Smart City Safety
End-to-end security solutions in cities / Safety and security of inhabitants / City management / Mobile edge computing / Network function virtualisation / Low enforcement / Proactive and quick response to emergencies
Over the weekend of 17th - 18th March 2018, the University of Bristol's Smart Internet Lab hosted the world's first 5G public showcase in Millennium Square, Bristol. Demonstrations, talks and artistic experimentation combined in an exciting blend of technology and expression. This event ran in conjunction with Watershed & We The Curious.
Photo Credit: Kaleider's - 'From The Light Of Fire, Our Dancing Shadows'
The Smart City Safety team, Dr. Aloizio Pereira Da Silva & Mr. Monchai Bunyakitanon.

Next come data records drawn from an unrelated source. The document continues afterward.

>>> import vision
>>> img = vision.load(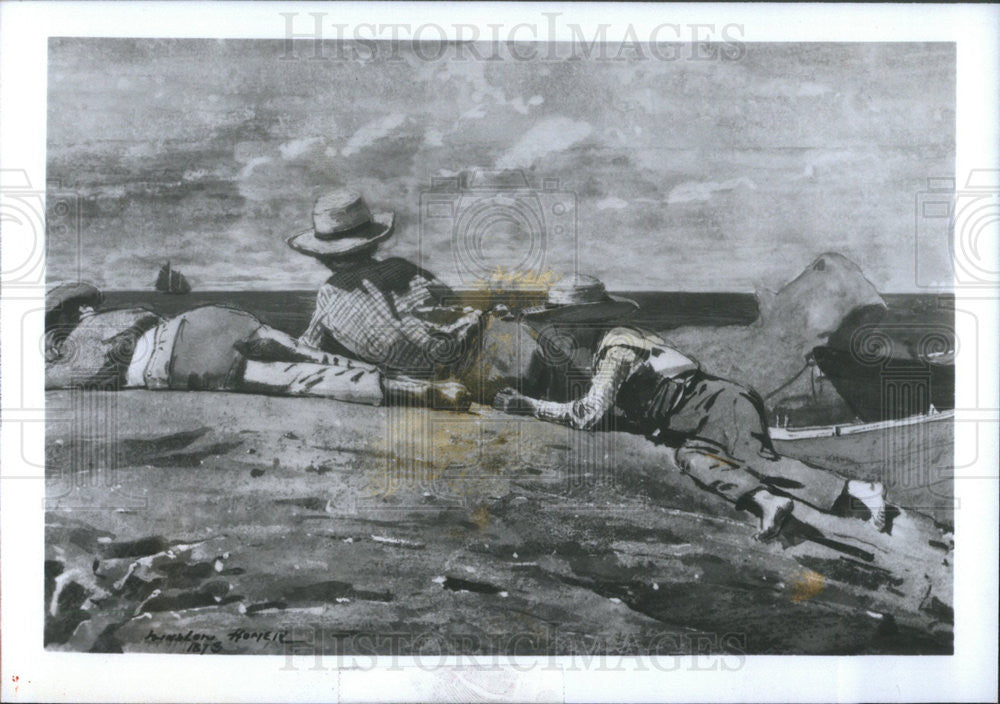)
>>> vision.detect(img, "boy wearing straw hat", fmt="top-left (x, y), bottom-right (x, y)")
top-left (288, 188), bottom-right (480, 376)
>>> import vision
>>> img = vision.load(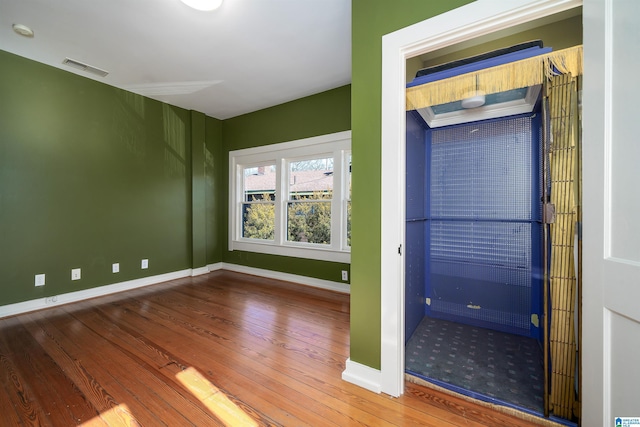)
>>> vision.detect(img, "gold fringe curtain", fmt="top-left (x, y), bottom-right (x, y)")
top-left (406, 45), bottom-right (582, 111)
top-left (548, 74), bottom-right (580, 419)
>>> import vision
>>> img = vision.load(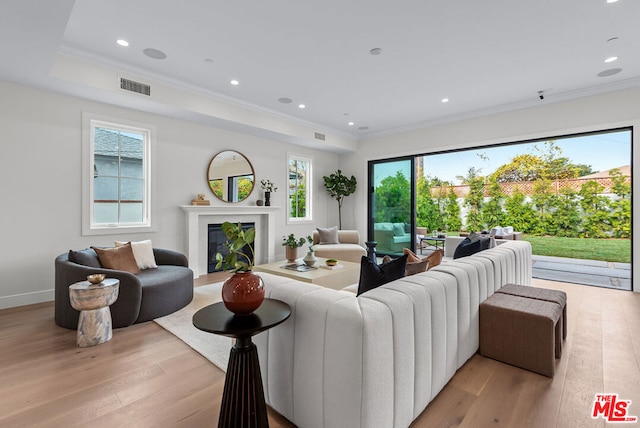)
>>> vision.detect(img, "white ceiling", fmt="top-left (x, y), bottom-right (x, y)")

Given the critical importance of security in cities, innovative advances in wireless communications system are increasingly improving the safety of city inhabitants. New services such as audio and video monitoring of public areas and automated municipality rule infraction detection, allow a quicker response to threats and anomalies in order to prevent reoccurrence. The University of Bristol has deployed a Smart City Safety use case, as a proof of concept. The basic components of this case study are listed below and they are connected together to the Internet through a WiFi Interface.
- Bike rider helmet
- Raspberry PI
- 360 degree camera and audio
Figure 1 shows a high level architecture of the smart city safety use case. The bike rider carries his helmet, to which the Raspberry PI is attached with a 360-degree camera. The bike rider's journey is captured with video and audio and sent via WiFi to the Mobile Edge Computing (MEC) or Cloud, to be processed. Once the audio and video has been processed and any suspicious activity has been detected, a notification is generated and sent to the different security agents.

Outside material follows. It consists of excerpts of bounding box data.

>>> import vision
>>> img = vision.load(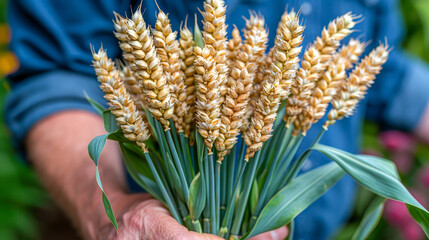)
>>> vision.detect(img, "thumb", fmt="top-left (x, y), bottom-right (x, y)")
top-left (129, 200), bottom-right (222, 240)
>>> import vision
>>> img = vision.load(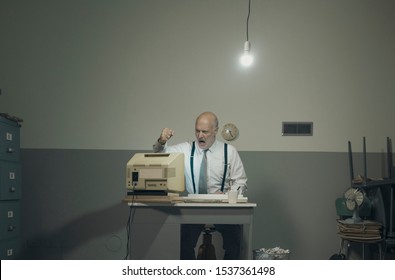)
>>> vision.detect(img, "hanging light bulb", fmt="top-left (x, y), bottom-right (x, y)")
top-left (240, 41), bottom-right (254, 67)
top-left (240, 0), bottom-right (254, 67)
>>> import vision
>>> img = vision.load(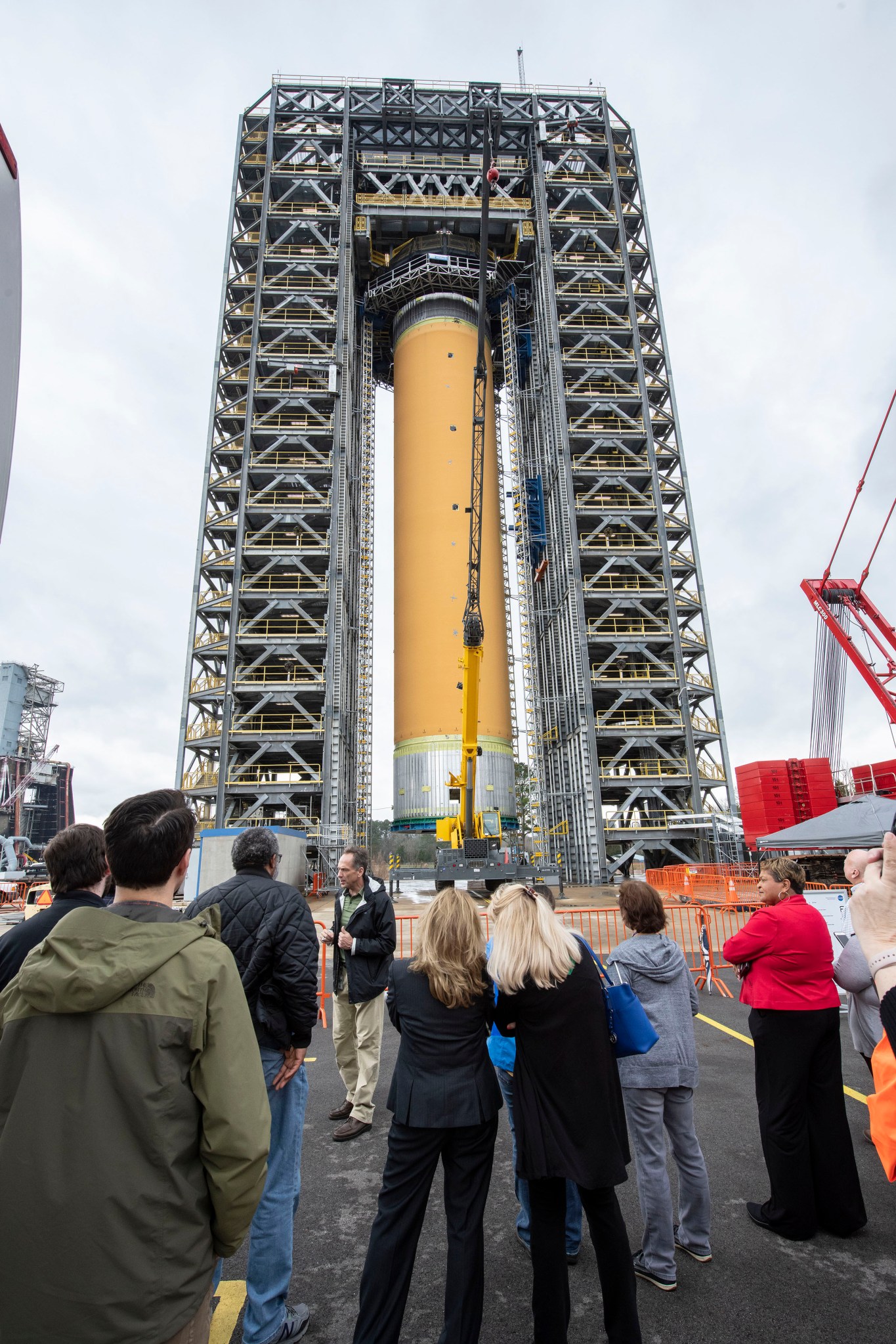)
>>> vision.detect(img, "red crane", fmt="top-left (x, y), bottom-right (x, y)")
top-left (800, 393), bottom-right (896, 723)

Many of today’s municipalities are becoming test beds for the smart city experimentation, where technological capabilities are addressing daily needs ranging from parking to water treatment and city security. The University of Bristol is working to provide, through the 5GinFIRE platform, a smart city safety use case which has been deployed according to the architecture shown in Figure 2.
Figure 2 below shows the main building blocks that make the smart city safety case study a reality. Note that only open-source frameworks (OpenStack, OpenDayLight, etc) are being used to deploy the case study.
For the video processing two key technologies have been used:
1- Network Function Virtualisation: a virtual network function (VNF) video transcoder. This is designed, specified and deployed at Bristol network function virtualisation infrastructure (NFVI) via OSM MANO orchestrator.
2- Machine Learning: a face detection program that has been trained and deployed at the NFVI.
Both VNF video transcoder and the face detection program can be moved along the network-edge and to the remote cloud to improve response time. In this case, the solution brings the computation close to the users.
Note that the video transcoder functionality is necessary for providing the right video format for different security agent's mobile devices, and also to facilitate the face detection procedure.
This is ongoing work as face recognition improves, audio transcoder and audio recognition are in the process of being designed, and gradually the implementation of a Smart City Safety service closer to being a reality.